Closed this issue · 2 comments

#!/bin/bash
set -x
sudo rm -rf OCR-D-* mets.xml
set -e
docker-ocrd ocrd-import -R '\.png$' .
docker-ocrd ocrd-tesserocr-recognize -I OCR-D-IMG -O OCR-D-OCR -P segmentation_
►level region -P textequiv_level word -P model deu
docker-ocrd ocrd-cor-asv-ann-mark -I OCR-D-OCR -O OCR-D-COR -P command 'hunspell
► -i utf-8 -d de_DE -w' -P format NOTFOUND -P normalization "{'ſ': 's', 'a†0364
►‡': 'ä'}"

→
Exception: Invalid parameters ['[normalization] "{\'ſ\': \'s\', \'aͤ\': \'ä\'}" is not of type \'object\'']

PS: Hex numbers between † and ‡ are unicode code points

The problem is that you must pass all parameters to OCR-D processors as JSON. For simply typed literals, there is on-the-fly conversion, but mappings (in JSON parlance: "objects") are passed as is.

And JSON does not allow single quotes. So the help string of the normalization parameter is misleading: It should be

{"ſ": "s", "aͤ": "ä"}

Note that the shell will interfere with its own quote expansion, so you'll have to escape the quotes on the CLI:

ocrd-cor-asv-ann-mark -I OCR-D-OCR -O OCR-D-COR -P command 'hunspell -i utf-8 -d de_DE -w' -P format NOTFOUND -P normalization "{\"ſ\": \"s\", \"a$(echo -e \\u0364)\": \"ä\"}"

Alternatively, you can use single outer quotes…

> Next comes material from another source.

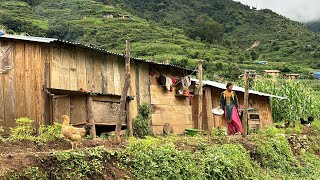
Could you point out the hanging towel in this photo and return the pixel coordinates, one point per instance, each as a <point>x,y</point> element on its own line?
<point>168,83</point>
<point>162,80</point>
<point>186,82</point>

ocrd-cor-asv-ann-mark -I OCR-D-OCR -O OCR-D-COR -P command 'hunspell -i utf-8 -d de_DE -w' -P format NOTFOUND -P normalization '{"ſ": "s", "aͤ": "ä"}'

…or just use a JSON parameter file…

ocrd-cor-asv-ann-mark -I OCR-D-OCR -O OCR-D-COR -p mark-hunspell.json
{
  "command":  "hunspell -i utf-8 -d de_DE -w",
  "format": "NOTFOUND",
  "normalization": {
    "ſ": "s", "aͤ": "ä"
  }
}

description of the parameter now uses double quotes.